# Import GGUF models and select Safetensors models can be imported directly into Ollama. ## Import GGUF A binary GGUF file can be imported directly into Ollama through a Modelfile. ```dockerfile FROM /path/to/file.gguf ``` ## Import Safetensors If the model being imported is one of these architectures, it can be imported directly into Ollama through a Modelfile: - LlamaForCausalLM - MistralForCausalLM - GemmaForCausalLM ```dockerfile FROM /path/to/safetensors/directory ``` For architectures not directly convertable by Ollama, see llama.cpp's [guide](https://github.com/ggerganov/llama.cpp/blob/master/README.md#prepare-and-quantize) on conversion. After conversion, see [Import GGUF](#import-gguf). ## Automatic Quantization > [!NOTE] > Automatic quantization requires v0.1.35 or higher.

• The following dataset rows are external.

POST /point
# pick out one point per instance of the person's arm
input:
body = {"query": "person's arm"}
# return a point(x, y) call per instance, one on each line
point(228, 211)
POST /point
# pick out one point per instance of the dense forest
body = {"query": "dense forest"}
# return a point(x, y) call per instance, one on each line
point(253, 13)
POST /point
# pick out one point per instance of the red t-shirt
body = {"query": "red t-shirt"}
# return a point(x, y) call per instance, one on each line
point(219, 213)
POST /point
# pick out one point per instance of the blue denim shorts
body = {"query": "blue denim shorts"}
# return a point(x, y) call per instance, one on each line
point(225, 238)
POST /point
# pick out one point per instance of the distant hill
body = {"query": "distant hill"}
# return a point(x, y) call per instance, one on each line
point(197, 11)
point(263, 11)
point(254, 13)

Ollama is capable of quantizing FP16 or FP32 models to any of the supported quantizations with the `-q/--quantize` flag in `ollama create`. ```dockerfile FROM /path/to/my/gemma/f16/model ``` ```shell $ ollama create -q Q4_K_M mymodel transferring model data quantizing F16 model to Q4_K_M creating new layer sha256:735e246cc1abfd06e9cdcf95504d6789a6cd1ad7577108a70d9902fef503c1bd creating new layer sha256:0853f0ad24e5865173bbf9ffcc7b0f5d56b66fd690ab1009867e45e7d2c4db0f writing manifest success ``` ### Supported Quantizations
Legacy Quantization - `Q4_0` - `Q4_1` - `Q5_0` - `Q5_1` - `Q8_0`
K-means Quantization` - `Q3_K_S` - `Q3_K_M` - `Q3_K_L` - `Q4_K_S` - `Q4_K_M` - `Q5_K_S` - `Q5_K_M` - `Q6_K`
> [!NOTE] > Activation-aware Weight Quantization (i.e. IQ) are not currently supported for automatic quantization however you can still import the quantized model into Ollama, see [Import GGUF](#import-gguf). ## Template Detection > [!NOTE] > Template detection requires v0.1.42 or higher. Ollama uses model metadata, specifically `tokenizer.chat_template`, to automatically create a template appropriate for the model you're importing. ```dockerfile FROM /path/to/my/gemma/model ``` ```shell $ ollama create mymodel transferring model data using autodetected template gemma-instruct creating new layer sha256:baa2a0edc27d19cc6b7537578a9a7ba1a4e3214dc185ed5ae43692b319af7b84 creating new layer sha256:ba66c3309914dbef07e5149a648fd1877f030d337a4f240d444ea335008943cb writing manifest success ``` Defining a template in the Modelfile will disable this feature which may be useful if you want to use a different template than the autodetected one.